BALD IN ST.KILDA? – DAS KÖNNTE KLAPPEN!
Die Vertue LUANA sollte mein letztes Schiff sein. Das hat geklappt, aber anders als gedacht, denn ich habe sie verkauft, bevor ich sie selbst gesegelt habe. Dumm gelaufen, die Geschichte hat ihre Geschichte.

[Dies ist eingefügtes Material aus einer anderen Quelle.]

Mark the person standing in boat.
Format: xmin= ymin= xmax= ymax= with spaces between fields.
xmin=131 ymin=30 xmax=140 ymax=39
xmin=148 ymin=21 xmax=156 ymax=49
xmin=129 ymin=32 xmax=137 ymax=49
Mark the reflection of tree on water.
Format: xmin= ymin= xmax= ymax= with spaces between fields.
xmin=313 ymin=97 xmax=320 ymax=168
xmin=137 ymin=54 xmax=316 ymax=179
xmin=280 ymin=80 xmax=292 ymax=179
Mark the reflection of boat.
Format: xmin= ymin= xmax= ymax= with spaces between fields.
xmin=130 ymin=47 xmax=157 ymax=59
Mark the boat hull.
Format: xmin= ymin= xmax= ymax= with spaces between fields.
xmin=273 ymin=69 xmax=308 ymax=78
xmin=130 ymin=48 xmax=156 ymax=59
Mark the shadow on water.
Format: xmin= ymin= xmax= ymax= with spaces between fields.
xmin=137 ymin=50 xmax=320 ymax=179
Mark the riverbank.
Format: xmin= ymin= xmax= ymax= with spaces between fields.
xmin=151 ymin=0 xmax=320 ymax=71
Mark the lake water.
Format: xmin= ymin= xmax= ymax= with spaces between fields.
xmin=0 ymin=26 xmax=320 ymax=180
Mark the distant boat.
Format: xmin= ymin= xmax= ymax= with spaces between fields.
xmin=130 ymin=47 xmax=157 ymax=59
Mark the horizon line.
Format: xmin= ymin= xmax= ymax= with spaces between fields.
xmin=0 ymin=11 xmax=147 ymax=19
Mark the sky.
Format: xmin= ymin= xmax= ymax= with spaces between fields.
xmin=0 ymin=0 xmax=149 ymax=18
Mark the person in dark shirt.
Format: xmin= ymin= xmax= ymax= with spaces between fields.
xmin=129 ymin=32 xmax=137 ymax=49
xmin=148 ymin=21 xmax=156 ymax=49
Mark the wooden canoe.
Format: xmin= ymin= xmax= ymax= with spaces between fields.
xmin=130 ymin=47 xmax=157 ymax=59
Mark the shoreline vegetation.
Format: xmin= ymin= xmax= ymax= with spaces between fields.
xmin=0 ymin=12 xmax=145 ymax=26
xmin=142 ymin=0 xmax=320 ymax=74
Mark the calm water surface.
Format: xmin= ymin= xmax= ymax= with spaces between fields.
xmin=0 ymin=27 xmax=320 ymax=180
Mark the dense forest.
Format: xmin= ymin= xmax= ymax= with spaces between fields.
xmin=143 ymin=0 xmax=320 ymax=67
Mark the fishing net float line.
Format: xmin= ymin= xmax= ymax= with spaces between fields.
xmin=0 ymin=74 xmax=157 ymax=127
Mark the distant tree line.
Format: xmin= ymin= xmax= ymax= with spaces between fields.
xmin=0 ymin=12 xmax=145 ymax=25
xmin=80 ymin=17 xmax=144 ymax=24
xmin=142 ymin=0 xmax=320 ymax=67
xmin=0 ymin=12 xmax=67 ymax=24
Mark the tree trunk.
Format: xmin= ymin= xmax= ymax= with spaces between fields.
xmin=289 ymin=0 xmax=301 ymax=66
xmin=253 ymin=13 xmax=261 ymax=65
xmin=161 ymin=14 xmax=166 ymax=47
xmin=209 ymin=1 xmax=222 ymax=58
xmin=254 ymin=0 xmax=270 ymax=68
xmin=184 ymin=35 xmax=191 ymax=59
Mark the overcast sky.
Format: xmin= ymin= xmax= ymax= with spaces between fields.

Mein Schiffsleben war wechselhaft, in meinen frühen Jahren ( 1960 – 1974 ) war ich flatterhaft, weil die Halbwertzeit von Schiffen schon mal nach 4 Wochen zu Ende gegangen ist, je nach Gemütslage und / oder auch Kassenstand habe ich manch eines meiner Schiffe auch schon mal länger besessen, jedenfalls, wenn ich marode Holzschaluppen wieder in einen fliegenden Schwan zu verwandeln hatte. Mein Ehrgeiz war die Peitsche! Ich wollte weiter, größer, bequemer sowieso und vor allem „mit Dach“ segeln, weil man damit auch beim gegnerischen Geschlecht landen konnte. Jedenfalls war ich hibbelig nach Abenteuern und hungrig nach dem Stoff, mit dem man Träume kaufen konnte, z.B. den Schwan aller Schwäne … den ich – welch Schicksalsschlag, mancher mag dies irrig Zufall nennen! – sodann gegen eine einfache Idee eintauschen konnte: Windpilot, obgleich damals nur ein Haufen öliger Weltkrieg II Maschinen in einem Pferdestall, mit denen man Edelstahlgestänge herstellen und verkaufen konnte. Das erschien mir damals als der Blitz am Himmel, den ich einfach nur fiebrig subito besitzen wollte. Zwei Stunden Probeschlag mit der SV Lilofee links um den Kieler Feuerturm herum, ein Handschlag, sodann der Tausch von Schiffs- gegen Pferdestallschlüssel in der Waldstadt Mölln, ganz dicht an der „Zonengrenze“ … damals der tatsächliche Arsch der Welt.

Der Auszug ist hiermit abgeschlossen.